Our primary aim was to investigate the impact of different risk factors, including disruption of the BBB, on the concentrations of aciclovir and CMMG in patients treated for CNS infections. Our secondary aim was to relate our findings, including CMMG concentrations, to neuropsychiatric symptoms.
Patients and methods
Patients
Patients (≥18 years of age) with suspected or confirmed herpes virus infection of the CNS, treated with iv aciclovir or oral valaciclovir, were consecutively enrolled in the study between 9 September 2013 and 20 January 2016 at the Department of Infectious Diseases at Sahlgrenska University Hospital, Gothenburg, Sweden. The Medical Ethics Committee at Gothenburg University approved the study (Dnr 407-13), and informed consent was obtained.

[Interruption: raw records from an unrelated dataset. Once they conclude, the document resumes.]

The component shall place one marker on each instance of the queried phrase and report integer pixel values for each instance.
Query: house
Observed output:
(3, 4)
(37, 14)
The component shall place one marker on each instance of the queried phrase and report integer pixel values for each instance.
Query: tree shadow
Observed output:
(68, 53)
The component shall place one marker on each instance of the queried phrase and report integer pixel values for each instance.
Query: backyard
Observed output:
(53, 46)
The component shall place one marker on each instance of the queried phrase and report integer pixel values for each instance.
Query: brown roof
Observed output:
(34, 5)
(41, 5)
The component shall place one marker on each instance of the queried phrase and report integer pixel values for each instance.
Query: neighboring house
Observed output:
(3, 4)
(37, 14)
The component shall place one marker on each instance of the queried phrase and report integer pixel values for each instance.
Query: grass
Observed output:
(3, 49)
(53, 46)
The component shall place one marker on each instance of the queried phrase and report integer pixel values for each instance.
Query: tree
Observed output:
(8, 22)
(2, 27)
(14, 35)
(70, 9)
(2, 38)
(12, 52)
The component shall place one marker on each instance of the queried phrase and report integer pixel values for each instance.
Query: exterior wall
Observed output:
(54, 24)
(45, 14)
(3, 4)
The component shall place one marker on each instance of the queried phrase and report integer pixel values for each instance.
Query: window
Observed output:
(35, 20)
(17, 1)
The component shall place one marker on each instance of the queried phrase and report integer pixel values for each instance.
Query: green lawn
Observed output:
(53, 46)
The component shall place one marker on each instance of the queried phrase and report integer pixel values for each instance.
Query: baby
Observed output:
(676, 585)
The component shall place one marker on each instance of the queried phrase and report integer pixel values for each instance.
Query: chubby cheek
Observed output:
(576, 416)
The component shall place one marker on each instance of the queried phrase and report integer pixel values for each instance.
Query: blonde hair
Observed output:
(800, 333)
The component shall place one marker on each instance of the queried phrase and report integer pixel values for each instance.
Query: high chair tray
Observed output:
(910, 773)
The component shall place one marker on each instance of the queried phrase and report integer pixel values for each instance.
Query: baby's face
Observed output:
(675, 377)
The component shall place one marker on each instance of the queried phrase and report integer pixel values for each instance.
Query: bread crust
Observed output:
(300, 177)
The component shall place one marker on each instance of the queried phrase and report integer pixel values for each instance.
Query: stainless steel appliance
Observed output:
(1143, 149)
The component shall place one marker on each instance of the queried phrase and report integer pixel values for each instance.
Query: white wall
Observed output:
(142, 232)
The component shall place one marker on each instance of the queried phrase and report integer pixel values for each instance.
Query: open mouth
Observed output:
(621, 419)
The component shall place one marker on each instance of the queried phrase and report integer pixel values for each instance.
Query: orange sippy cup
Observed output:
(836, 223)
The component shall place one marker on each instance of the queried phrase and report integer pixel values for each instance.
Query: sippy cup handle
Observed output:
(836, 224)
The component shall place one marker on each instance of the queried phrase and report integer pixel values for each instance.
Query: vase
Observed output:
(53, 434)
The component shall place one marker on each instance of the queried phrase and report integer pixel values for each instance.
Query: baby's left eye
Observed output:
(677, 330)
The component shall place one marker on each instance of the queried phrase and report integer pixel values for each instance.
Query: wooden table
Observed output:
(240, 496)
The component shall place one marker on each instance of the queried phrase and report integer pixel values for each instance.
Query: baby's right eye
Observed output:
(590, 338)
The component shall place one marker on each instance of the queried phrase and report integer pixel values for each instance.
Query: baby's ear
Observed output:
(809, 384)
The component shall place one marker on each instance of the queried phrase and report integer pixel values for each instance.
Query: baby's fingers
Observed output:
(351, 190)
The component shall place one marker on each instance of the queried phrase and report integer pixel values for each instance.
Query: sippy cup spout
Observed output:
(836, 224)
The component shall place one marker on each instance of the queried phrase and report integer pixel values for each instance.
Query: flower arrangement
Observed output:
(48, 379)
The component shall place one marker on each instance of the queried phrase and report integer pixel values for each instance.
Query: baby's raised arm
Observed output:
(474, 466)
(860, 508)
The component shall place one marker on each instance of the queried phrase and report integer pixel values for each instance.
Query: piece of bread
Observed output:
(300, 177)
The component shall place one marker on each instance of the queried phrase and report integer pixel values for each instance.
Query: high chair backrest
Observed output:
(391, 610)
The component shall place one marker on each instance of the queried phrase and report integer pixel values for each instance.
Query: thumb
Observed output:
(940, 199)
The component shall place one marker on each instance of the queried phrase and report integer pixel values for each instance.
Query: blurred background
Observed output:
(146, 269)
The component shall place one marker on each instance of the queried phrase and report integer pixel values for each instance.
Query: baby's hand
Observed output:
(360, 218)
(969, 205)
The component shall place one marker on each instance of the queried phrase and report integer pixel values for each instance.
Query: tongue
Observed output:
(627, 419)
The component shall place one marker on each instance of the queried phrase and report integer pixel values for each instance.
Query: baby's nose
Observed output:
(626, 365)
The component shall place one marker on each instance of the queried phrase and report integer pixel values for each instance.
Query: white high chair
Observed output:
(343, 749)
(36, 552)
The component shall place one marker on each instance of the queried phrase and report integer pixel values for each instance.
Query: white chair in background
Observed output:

Sampling and analysis of serum and CSF
Pairs of serum and CSF were obtained on one or multiple occasions from each patient. The samples were obtained on days 1–2, 3–5, 6–9, 10–14, 15–21 and 22–30 after initiation of aciclovir treatment. Lag time between dose administration and sampling was not determined in advance, to enable analysis of the pharmacokinetic profile at group level in a scenario that mimics the clinical setting. CSF and blood samples were coded and stored at −70°C until further analysis.
Estimation of renal function was determined from analysis of serum creatinine and serum cystatin C. CLCR was calculated using the Cockcroft–Gault formula,21 and glomerular filtration rate (GFR) based on cystatin C was calculated using the CAPA (Caucasian, Asian, paediatric and adult) formula.22 Development of acute kidney injury was further classified according to RIFLE (risk, injury, failure, loss of function, end-stage renal disease) criteria.23
Albumin levels in CSF and serum were measured by immunonephelometry on a Beckman image immunochemistry system (Beckman Instruments, Beckman Coulter, Brea, CA, USA). The albumin ratio was calculated [CSF albumin (mg/L)/serum albumin (g/L)] and used as an indicator of the integrity of the BBB,24 with normal upper limits of 6.8 × 10−3 for patients ≤45 years of age and 10.2 × 10−3 for patients >45 years of age,25 similar to the categorization suggested by Reiber and Felgenhauer.26 For ease of interpretation, albumin CSF:serum ratio is presented without adding the magnitude indicator of ×10−3 in the following sections.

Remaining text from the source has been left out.